As a grandmother who has the opportunity to care for my grandson several days each week, I have had the opportunity to observe the power of this shift in adult/child interaction. It is stunning. I can also say, that turning off the autopilot of praise is challenging but so worth the effort. Changing deeply ingrained habits takes effort and persistence.
I love it when I ask him, “Who’s a tryer? A helper? A hard worker?” and he names himself in reply followed by the names of the rest of our family. Barely three and he has internalized the belief that he belongs to a family that values effort and compassion!
Intentional narration offers another teaching strategy: add a soundtrack to your own efforts. It’s a great way to correct a common misconception that kids have about adults: that life is effortless for their parents, that they don’t have to work hard at things, that they are magically proficient at stuff, etc. So how might this sound? Here are some examples:
Daddy is going to school tonight. Even though he’s tired, he’s going to learn how to do his job better.
I don’t know how to do that, so I’m reading this book to learn.
I want to feel healthy, so I’m doing my yoga practice every day.
I’m learning ______, so I need to practice it every day.
This task is hard.

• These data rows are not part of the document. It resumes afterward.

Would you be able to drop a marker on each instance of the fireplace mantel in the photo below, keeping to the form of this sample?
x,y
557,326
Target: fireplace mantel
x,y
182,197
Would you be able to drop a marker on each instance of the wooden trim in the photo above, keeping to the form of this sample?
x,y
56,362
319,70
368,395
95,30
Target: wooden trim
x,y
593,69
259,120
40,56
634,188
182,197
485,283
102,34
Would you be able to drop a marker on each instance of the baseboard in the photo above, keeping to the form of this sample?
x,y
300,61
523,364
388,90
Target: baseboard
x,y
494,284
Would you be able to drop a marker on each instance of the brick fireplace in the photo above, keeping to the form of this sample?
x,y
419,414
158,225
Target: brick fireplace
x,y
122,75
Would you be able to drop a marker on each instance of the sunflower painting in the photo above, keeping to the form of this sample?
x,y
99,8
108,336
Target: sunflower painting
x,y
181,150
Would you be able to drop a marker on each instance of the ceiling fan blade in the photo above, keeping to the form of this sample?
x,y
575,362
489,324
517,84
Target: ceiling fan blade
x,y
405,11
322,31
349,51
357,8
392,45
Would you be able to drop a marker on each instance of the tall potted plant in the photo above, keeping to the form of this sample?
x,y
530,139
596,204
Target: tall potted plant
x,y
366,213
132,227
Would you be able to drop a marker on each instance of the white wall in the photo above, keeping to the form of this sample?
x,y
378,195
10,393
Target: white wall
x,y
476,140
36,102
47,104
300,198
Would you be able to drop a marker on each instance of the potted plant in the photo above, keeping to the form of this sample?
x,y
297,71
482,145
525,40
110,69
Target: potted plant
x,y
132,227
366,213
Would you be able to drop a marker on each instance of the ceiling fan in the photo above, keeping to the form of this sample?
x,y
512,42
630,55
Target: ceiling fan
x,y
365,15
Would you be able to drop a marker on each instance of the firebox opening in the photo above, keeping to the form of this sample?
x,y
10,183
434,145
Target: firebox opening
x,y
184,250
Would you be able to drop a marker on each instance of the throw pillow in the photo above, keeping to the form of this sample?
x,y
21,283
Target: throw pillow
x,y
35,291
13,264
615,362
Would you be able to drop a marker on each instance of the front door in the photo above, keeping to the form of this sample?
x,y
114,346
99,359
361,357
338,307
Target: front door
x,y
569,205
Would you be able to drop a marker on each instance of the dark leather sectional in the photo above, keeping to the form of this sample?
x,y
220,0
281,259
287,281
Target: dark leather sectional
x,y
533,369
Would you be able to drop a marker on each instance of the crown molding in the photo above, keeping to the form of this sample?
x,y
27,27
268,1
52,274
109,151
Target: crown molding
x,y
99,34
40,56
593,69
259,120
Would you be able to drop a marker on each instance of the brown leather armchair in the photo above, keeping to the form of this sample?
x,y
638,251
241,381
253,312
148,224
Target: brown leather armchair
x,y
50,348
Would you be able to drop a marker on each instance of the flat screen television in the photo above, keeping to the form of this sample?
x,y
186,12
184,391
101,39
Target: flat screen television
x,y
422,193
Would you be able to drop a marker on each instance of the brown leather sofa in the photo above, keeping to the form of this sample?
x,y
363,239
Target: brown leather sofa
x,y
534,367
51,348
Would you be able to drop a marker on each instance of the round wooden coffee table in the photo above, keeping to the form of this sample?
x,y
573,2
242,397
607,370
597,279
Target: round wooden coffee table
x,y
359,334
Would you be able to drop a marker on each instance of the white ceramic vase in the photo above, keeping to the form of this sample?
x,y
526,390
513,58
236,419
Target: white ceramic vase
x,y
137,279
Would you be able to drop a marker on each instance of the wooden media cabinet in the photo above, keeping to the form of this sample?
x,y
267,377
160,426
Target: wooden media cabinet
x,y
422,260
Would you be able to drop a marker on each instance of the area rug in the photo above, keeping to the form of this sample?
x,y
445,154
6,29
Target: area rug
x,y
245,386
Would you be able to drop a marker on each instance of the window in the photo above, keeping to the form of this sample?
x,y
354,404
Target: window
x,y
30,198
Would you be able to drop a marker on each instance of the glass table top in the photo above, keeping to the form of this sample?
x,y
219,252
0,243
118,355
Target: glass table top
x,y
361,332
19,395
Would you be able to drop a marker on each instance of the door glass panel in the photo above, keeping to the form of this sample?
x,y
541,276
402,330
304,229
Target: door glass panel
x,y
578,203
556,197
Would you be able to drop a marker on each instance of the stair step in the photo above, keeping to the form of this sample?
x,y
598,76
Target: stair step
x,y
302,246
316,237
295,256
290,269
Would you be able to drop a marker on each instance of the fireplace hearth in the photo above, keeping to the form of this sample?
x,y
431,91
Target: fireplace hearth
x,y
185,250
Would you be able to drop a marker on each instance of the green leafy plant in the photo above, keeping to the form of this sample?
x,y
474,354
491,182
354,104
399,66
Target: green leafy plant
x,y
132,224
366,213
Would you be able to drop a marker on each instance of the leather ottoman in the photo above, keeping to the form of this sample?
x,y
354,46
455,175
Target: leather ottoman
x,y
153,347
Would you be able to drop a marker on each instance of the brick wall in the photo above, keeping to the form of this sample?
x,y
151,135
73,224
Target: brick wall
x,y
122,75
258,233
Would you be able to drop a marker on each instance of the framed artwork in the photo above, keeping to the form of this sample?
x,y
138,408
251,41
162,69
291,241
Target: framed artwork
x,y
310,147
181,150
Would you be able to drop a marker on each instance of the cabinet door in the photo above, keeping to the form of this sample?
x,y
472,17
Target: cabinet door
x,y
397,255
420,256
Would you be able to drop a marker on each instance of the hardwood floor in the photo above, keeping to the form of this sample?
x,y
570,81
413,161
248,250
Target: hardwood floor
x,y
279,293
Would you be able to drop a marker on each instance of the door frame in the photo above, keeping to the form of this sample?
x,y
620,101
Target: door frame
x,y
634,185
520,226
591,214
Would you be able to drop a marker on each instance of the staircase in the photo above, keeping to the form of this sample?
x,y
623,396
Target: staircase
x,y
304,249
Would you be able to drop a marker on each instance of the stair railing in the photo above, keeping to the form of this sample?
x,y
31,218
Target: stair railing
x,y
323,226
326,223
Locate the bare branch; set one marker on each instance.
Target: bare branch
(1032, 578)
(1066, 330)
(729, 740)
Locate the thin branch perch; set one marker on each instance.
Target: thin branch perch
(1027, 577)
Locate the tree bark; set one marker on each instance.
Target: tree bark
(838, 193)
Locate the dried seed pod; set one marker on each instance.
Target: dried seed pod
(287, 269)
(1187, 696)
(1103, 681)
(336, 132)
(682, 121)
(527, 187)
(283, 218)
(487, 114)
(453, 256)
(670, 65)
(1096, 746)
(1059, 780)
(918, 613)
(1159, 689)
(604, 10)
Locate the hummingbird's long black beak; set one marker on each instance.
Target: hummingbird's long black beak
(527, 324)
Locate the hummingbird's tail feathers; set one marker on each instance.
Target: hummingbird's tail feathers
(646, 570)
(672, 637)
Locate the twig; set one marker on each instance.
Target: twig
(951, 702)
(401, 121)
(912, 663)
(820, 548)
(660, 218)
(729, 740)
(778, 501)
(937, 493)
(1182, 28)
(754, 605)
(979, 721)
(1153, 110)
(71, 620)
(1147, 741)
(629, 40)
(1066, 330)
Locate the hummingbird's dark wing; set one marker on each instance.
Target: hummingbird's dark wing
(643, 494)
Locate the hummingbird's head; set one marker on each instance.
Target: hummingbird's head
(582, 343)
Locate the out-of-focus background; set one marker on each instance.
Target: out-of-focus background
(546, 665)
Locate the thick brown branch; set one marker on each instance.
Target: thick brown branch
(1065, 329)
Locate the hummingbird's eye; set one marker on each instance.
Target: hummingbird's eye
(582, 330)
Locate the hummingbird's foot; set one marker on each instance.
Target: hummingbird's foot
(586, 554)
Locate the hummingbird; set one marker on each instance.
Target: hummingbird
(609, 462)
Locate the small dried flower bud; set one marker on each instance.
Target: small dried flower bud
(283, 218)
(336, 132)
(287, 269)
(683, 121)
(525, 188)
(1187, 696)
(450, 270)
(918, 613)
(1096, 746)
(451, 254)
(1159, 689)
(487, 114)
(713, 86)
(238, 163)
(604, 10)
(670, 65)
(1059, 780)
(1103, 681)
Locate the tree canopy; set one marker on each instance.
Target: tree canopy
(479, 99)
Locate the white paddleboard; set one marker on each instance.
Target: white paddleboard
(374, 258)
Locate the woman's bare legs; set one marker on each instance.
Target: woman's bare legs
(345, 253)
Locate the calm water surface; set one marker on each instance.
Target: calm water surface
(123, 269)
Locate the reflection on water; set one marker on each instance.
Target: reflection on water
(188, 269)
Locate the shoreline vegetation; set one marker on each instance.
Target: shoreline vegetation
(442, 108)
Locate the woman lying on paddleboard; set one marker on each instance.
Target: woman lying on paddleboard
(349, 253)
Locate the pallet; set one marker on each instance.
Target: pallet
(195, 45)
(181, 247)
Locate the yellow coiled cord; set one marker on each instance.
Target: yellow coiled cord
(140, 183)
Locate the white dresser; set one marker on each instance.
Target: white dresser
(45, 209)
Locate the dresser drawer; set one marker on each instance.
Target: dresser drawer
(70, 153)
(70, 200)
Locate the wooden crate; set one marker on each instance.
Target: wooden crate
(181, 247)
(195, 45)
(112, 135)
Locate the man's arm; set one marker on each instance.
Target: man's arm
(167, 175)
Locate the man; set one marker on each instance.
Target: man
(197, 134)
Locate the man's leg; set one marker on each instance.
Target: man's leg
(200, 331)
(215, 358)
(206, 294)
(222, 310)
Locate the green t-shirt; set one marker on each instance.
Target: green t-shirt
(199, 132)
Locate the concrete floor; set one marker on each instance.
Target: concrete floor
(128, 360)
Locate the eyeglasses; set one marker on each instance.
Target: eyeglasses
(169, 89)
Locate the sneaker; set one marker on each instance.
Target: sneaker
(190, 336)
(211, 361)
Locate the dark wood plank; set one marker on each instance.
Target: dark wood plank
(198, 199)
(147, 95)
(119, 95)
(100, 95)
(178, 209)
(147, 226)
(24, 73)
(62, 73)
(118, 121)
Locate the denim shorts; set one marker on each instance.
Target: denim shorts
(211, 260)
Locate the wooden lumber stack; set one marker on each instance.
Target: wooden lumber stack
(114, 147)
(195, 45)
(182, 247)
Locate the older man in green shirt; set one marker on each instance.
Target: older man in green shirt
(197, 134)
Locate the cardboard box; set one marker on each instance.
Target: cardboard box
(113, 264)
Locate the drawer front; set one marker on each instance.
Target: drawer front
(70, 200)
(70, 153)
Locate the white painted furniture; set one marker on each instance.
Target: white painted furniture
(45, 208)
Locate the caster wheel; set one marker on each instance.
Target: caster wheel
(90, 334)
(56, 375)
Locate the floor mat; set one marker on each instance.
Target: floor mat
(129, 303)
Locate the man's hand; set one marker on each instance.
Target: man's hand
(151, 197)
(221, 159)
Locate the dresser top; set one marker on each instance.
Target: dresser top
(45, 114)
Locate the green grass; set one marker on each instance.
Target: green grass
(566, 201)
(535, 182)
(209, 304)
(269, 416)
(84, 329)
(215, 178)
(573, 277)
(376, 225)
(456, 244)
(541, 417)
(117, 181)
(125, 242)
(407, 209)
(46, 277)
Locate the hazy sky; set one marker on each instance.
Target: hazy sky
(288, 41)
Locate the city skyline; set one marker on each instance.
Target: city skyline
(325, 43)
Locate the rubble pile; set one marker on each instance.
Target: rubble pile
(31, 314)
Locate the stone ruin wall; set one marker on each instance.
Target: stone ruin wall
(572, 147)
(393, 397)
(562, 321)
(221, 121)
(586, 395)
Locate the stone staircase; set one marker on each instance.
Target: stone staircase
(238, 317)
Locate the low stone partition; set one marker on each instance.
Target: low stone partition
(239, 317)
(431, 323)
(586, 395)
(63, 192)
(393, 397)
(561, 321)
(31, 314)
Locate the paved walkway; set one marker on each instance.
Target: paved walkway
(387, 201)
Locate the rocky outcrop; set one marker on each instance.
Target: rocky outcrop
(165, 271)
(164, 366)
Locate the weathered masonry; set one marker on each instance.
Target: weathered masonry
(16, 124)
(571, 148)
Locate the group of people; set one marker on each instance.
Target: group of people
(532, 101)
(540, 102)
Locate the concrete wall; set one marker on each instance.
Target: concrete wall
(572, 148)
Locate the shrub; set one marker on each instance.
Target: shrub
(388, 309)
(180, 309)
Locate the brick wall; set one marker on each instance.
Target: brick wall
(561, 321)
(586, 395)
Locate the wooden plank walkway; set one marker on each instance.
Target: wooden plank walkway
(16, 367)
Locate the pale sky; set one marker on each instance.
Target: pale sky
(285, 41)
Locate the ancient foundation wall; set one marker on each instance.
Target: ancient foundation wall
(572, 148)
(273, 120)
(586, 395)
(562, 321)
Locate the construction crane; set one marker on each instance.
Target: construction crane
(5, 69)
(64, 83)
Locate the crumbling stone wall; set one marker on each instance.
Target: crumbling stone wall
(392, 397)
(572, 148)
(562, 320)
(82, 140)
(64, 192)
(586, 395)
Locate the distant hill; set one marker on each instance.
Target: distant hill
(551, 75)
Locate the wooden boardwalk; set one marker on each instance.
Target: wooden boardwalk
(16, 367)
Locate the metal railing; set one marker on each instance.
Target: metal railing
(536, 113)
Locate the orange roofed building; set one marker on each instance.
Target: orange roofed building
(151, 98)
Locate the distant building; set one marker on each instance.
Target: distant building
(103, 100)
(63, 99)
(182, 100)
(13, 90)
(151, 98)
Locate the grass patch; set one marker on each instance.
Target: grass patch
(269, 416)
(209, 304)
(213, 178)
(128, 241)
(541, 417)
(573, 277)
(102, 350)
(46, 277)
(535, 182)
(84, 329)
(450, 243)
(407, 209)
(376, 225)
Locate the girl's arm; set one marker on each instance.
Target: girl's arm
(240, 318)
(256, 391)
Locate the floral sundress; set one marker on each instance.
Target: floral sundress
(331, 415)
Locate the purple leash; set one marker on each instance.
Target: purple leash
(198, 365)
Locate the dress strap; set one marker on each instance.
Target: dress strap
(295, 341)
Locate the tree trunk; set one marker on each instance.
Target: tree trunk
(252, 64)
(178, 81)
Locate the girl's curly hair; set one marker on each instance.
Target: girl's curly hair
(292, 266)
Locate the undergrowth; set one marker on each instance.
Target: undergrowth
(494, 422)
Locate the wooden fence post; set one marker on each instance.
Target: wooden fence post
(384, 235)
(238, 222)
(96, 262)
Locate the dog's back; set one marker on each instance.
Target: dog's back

I’m going to keep working at it until I figure it out.
In this family, we help other so I’m watching Susan while her mother goes to the doctor.
In this family, we always try, so I’m going to try again.
Those are just a few ideas. When we allow kids a peek into the times that we are being persistent, determined, tackling stuff even though it is hard, we offer them an observable model from which they can learn.